Les points positifs de la série Batman Rebirth :
  • Un ensemble cohérent, dont toutes les intrigues trouvent une résolution.
  • Les dessins majoritairement assurés par Mikel Janin, David Finch, Tony S. Daniel, Jorge Fornes. De jolies planches, un régal !
  • Deux histoires importantes : le plan de Bane et la romance entre Bruce et Selina.
  • Le côté humain et meurtri de Bruce Wayne, bien mis en avant tout le long.
  • Très bon travail éditorial d’Urban Comics (rapidité des sorties au plus près des versions US, contextualisation de l’ensemble, fiches personnages, choix de couvertures pertinents et galeries de bonus systématiques).
  • Des connexions à d’autres bons récits (Flashpoint et le segment sur le Chevalier Noir de cet univers, Le Badge, Heroes in Crisis, diverses séries sur Batman, etc.)…

Les points négatifs :

  • … qui peuvent perdre (un peu) les non connaisseurs.

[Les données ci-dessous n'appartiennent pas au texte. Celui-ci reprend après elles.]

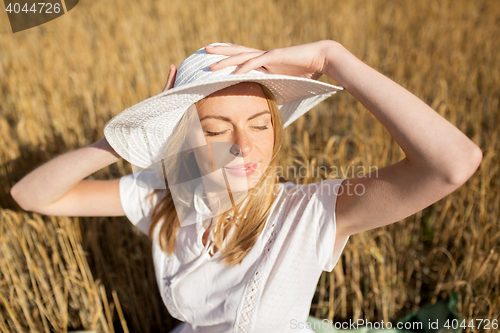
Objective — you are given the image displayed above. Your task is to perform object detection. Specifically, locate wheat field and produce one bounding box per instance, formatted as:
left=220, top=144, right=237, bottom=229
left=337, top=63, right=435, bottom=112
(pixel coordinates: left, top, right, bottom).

  • Beaucoup trop long, l’essentiel aurait largement pu tenir en 7 tomes.
  • Un rythme en demi-teinte, parfois passionnant, parfois ennuyant, avec des épisodes inutiles ou de faible qualité.
  • Des passages pouvant parfois être perçus comme sexistes.
  • Moins marquant que d’autres sagas cultes (à part la mort d’un personnage important mais qui reviendra sans doute d’une manière ou d’une autre, comme toujours, même si on espère avoir tort).
  • (Un chapitre complémentaire qui aurait dû être intégré dans la série Rebirth au lieu de bénéficier d’un tirage à part.)